Ancaman hukuman yang menanti para tersangka adalah pidana penjara paling lama 5 (lima) tahun dan/atau denda paling banyak Rp100.000.000 (seratus juta rupiah), sebagaimana diatur dalam Pasal 6 ayat (1) huruf a Undang-Undang Darurat Nomor 7 Tahun 1955 tentang Pengusutan, Penuntutan, dan Pemeriksaan Tindak Pidana Ekonomi.

#Dukung Asta Cita Prabowo-Gibran

Tindakan tegas terhadap penyelewengan pupuk bersubsidi pemerintah ini sejalan dengan Program Asta Cita Pemerintah Prabowo-Gibran. Untuk mewujudkan program tersebut, semua lembaga terkait harus mendukung, termasuk Kepolisian dalam hal mengawal regulasi penyaluran pupuk bersubsidi.

Berdasarkan hal tersebut, Polda NTB secara konsisten mengawal dan melakukan penyelidikan atas informasi-informasi yang diterima dari masyarakat. Penyelidikan tersebut membuahkan hasil dengan mengungkap pelaku yang diduga melakukan penyelewengan terhadap pupuk bersubsidi.

“Penanganan kasus ini merupakan implementasi nyata dari Asta Cita Presiden RI, khususnya dalam menjaga ketahanan pangan dan mendorong kesejahteraan petani melalui distribusi pupuk subsidi yang tepat sasaran. Seluruh tersangka dan barang bukti telah kami amankan. Kami terus berkomitmen untuk memastikan bantuan pemerintah benar-benar sampai kepada mereka yang berhak,” pungkas Kombes Pol. FX Endriadi.

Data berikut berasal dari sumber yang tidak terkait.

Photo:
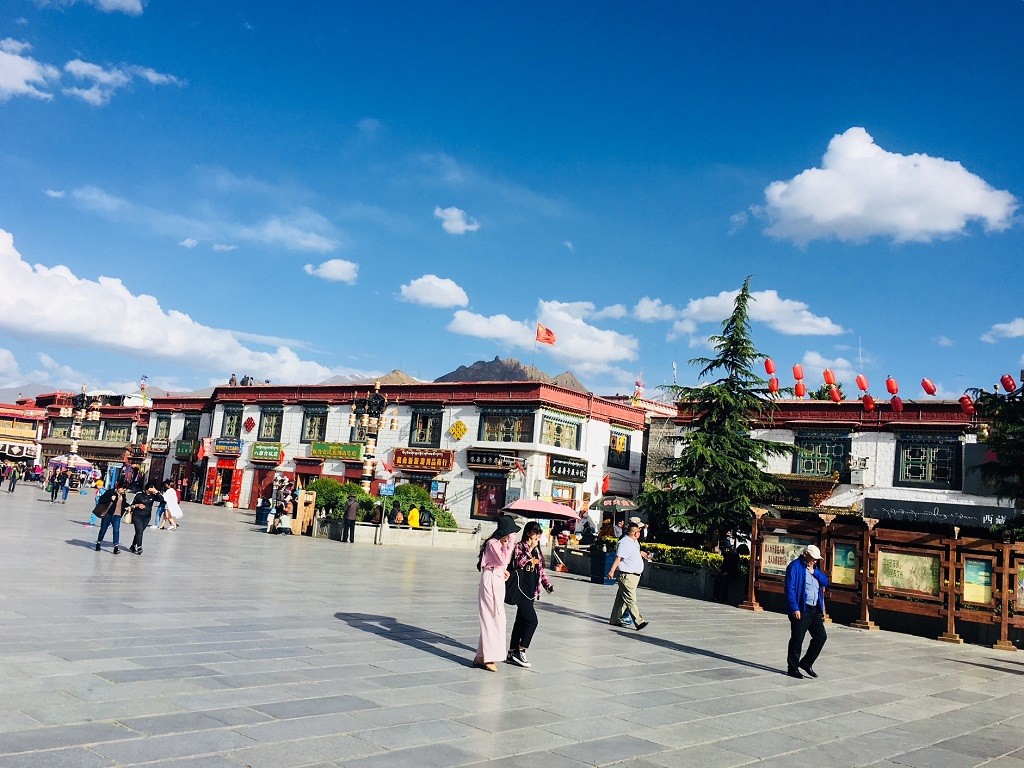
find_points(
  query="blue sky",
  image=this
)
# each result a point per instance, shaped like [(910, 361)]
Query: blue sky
[(190, 189)]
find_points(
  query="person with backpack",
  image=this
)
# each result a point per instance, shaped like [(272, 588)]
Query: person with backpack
[(526, 576)]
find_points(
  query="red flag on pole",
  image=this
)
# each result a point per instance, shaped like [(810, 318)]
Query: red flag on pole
[(545, 335)]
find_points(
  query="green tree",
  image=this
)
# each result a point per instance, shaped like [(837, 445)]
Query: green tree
[(1005, 416), (718, 475)]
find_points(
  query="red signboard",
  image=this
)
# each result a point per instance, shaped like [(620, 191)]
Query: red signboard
[(424, 460)]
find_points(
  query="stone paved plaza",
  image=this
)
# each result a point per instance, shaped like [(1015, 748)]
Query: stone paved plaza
[(222, 646)]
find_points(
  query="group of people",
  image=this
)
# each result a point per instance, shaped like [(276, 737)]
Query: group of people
[(112, 506), (513, 573)]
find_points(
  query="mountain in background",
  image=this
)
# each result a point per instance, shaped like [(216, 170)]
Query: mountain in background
[(511, 370)]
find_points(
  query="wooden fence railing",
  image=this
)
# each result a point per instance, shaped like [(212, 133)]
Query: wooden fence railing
[(947, 577)]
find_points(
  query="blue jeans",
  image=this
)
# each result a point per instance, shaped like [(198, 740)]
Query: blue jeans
[(111, 521)]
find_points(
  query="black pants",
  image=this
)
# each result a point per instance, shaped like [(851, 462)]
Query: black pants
[(810, 621), (140, 522), (348, 530), (524, 627)]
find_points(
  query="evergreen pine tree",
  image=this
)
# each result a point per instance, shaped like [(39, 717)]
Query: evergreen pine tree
[(719, 474)]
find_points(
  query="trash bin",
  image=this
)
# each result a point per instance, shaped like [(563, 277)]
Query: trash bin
[(599, 564)]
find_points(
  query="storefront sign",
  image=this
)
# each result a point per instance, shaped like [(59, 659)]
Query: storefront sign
[(351, 452), (478, 459), (906, 572), (844, 564), (978, 581), (424, 459), (951, 514), (265, 452), (560, 468), (778, 551), (17, 450), (227, 445)]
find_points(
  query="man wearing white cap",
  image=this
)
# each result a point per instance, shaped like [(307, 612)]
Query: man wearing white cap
[(805, 585)]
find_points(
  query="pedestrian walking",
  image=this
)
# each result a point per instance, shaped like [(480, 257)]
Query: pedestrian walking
[(12, 478), (494, 560), (171, 508), (111, 505), (526, 577), (141, 513), (805, 586), (629, 562), (348, 521)]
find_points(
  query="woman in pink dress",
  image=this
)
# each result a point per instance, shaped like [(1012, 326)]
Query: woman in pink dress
[(493, 562)]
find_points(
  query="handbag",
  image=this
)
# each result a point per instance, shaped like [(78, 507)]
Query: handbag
[(521, 584)]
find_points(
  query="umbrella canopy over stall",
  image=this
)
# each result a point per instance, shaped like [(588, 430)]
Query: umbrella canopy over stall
[(540, 509), (72, 462)]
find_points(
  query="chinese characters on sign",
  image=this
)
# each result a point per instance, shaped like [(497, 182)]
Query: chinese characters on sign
[(424, 459), (778, 551), (566, 469), (906, 572)]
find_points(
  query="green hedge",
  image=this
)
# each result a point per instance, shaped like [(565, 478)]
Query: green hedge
[(694, 558)]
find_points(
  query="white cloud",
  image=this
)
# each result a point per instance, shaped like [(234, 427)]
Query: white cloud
[(1012, 330), (24, 76), (651, 310), (302, 229), (784, 315), (815, 364), (130, 324), (455, 220), (433, 291), (335, 270), (862, 192), (130, 7), (580, 346), (104, 82)]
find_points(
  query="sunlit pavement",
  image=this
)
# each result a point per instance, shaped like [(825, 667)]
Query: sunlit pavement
[(223, 646)]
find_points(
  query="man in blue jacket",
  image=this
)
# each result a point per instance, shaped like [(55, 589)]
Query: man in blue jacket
[(805, 586)]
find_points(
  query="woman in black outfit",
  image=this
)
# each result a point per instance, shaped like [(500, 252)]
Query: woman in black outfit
[(526, 567), (141, 513)]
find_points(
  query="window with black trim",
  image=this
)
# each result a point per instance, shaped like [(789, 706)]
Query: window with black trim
[(117, 431), (822, 454), (559, 432), (269, 424), (313, 424), (426, 428), (928, 461), (190, 430), (619, 451), (513, 425), (231, 426)]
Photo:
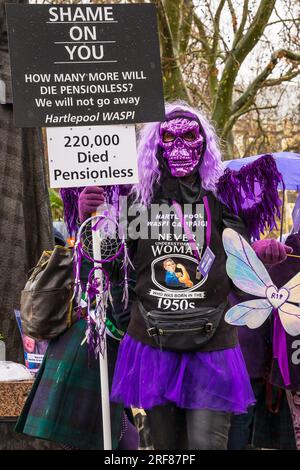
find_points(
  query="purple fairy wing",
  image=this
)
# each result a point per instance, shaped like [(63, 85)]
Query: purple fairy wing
[(290, 318), (252, 313), (243, 266)]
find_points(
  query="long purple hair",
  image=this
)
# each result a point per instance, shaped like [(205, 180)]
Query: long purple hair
[(210, 170)]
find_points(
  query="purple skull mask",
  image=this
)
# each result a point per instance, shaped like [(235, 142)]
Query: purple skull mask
[(182, 145)]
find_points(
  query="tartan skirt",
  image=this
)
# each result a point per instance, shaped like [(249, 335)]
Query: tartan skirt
[(64, 404)]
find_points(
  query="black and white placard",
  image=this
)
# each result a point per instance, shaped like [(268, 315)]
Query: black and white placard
[(83, 65), (91, 156)]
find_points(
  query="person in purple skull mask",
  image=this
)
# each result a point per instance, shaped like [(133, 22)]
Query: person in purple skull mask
[(179, 360)]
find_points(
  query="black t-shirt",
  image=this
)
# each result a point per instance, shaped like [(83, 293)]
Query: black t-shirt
[(167, 265)]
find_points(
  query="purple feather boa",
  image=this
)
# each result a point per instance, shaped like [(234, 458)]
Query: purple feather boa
[(252, 193)]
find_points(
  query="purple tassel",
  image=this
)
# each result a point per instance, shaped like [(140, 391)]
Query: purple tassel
[(70, 200), (252, 193)]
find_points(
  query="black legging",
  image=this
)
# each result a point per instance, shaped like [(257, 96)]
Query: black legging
[(174, 428)]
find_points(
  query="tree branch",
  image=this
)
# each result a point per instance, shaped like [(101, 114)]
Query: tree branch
[(223, 102), (233, 16), (261, 80)]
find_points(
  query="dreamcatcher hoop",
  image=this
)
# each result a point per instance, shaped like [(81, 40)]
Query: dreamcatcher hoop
[(101, 241)]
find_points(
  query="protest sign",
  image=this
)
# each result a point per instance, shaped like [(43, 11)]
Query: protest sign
[(77, 65)]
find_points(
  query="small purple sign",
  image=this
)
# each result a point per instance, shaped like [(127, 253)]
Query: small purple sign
[(206, 262)]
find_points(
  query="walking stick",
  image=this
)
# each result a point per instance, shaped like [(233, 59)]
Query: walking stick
[(103, 363)]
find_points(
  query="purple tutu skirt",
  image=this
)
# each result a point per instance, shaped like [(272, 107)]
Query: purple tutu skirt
[(146, 377)]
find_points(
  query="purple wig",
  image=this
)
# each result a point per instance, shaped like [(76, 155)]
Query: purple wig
[(210, 170)]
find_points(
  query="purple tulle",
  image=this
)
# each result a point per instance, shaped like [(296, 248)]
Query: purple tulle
[(146, 377)]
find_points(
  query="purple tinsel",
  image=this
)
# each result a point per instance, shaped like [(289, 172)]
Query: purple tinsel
[(70, 197), (252, 193)]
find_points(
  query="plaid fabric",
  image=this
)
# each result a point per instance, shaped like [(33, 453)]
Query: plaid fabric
[(25, 218), (65, 403), (294, 404)]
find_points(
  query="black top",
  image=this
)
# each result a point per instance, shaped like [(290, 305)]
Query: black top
[(166, 267)]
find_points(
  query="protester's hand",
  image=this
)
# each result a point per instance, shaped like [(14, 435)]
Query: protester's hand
[(271, 251), (89, 200)]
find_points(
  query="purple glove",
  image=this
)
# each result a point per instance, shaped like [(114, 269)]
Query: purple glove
[(271, 251), (90, 198)]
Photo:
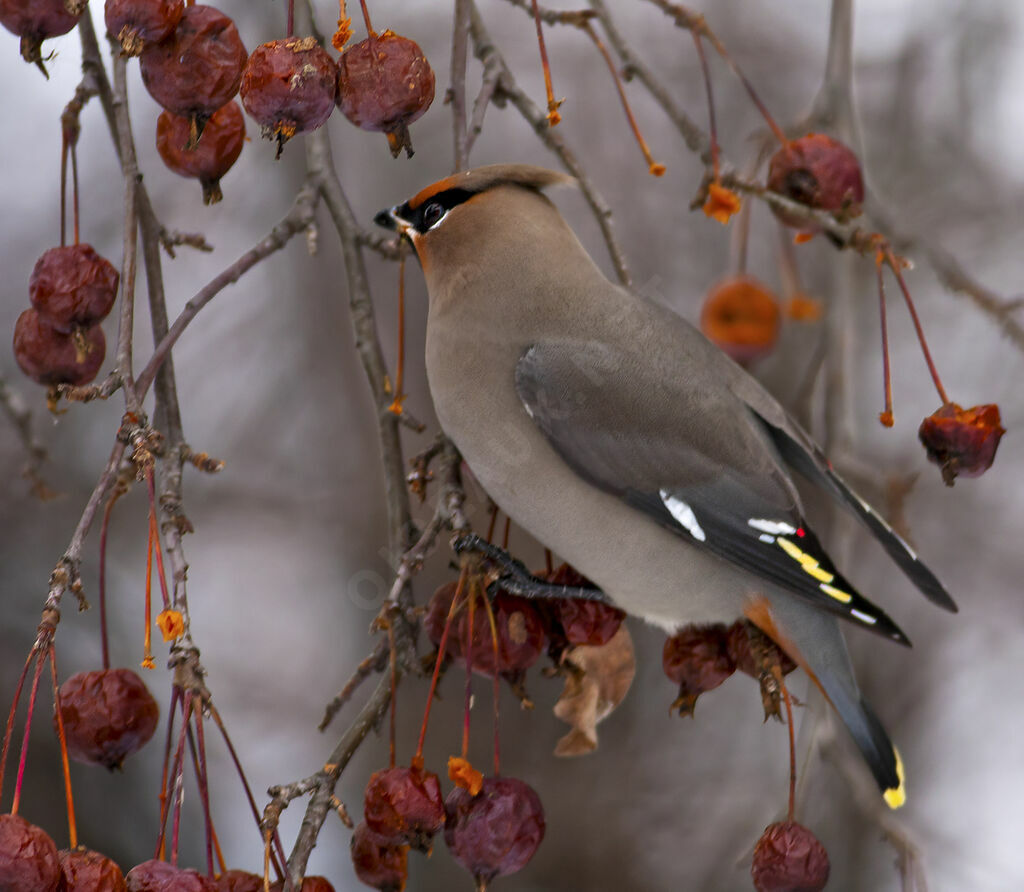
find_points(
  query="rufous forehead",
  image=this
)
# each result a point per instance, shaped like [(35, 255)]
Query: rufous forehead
[(455, 181)]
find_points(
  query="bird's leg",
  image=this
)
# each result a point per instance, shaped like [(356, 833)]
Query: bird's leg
[(511, 576)]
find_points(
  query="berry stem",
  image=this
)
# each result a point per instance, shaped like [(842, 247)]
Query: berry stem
[(245, 783), (103, 528), (366, 18), (161, 576), (64, 190), (399, 372), (62, 737), (886, 417), (653, 167), (394, 689), (712, 122), (553, 116), (894, 264), (147, 661), (164, 797), (493, 522), (178, 776), (11, 714), (777, 672), (197, 749), (496, 694), (74, 187), (468, 645), (28, 727), (463, 575)]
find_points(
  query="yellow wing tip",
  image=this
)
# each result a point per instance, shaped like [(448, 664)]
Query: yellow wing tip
[(895, 797)]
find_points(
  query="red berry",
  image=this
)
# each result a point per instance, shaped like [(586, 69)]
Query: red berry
[(962, 441), (790, 858), (85, 871), (741, 316), (580, 621), (385, 83), (35, 20), (48, 356), (108, 715), (819, 172), (520, 631), (239, 881), (72, 287), (696, 657), (199, 68), (377, 862), (498, 831), (220, 146), (137, 23), (159, 876), (289, 87), (28, 856), (404, 806)]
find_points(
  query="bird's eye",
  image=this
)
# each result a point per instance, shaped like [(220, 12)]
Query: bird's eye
[(432, 214)]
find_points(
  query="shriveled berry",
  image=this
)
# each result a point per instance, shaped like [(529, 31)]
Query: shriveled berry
[(49, 356), (404, 806), (138, 23), (108, 714), (309, 884), (962, 441), (86, 871), (159, 876), (289, 87), (239, 881), (520, 631), (35, 20), (198, 69), (73, 287), (742, 317), (819, 172), (752, 650), (378, 863), (790, 858), (696, 657), (580, 621), (220, 146), (520, 635), (498, 831), (385, 83), (28, 856)]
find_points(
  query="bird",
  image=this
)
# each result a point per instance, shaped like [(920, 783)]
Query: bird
[(617, 435)]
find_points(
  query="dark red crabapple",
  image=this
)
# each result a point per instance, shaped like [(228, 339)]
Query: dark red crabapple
[(216, 153), (384, 84)]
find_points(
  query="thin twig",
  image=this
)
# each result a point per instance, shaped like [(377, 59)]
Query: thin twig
[(488, 54)]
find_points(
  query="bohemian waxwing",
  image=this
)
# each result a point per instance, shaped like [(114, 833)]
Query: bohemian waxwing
[(621, 438)]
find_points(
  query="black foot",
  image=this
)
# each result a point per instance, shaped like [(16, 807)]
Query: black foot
[(515, 579)]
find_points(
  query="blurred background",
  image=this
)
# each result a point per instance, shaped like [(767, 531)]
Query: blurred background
[(287, 563)]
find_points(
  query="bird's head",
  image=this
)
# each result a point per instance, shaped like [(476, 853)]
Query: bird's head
[(478, 217)]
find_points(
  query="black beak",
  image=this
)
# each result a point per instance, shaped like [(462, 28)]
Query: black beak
[(386, 219)]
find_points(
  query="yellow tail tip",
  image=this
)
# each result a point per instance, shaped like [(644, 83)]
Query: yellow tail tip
[(896, 796)]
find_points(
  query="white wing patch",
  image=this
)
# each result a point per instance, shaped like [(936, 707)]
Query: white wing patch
[(683, 514), (772, 527)]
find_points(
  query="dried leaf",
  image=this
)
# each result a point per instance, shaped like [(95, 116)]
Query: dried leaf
[(596, 681)]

#Polda NTB Ajak Masyarakat Awasi Penyaluran Pupuk

Polda NTB mengimbau masyarakat untuk ikut serta mengawasi penyaluran pupuk bersubsidi di lapangan dan segera melaporkan jika menemukan indikasi penyelewengan. Hal ini merupakan bentuk dukungan dan komitmen Polda NTB dalam mendukung Asta Cita Presiden RI, khususnya pada aspek ketahanan pangan dan peningkatan kesejahteraan petani di wilayah Nusa Tenggara Barat.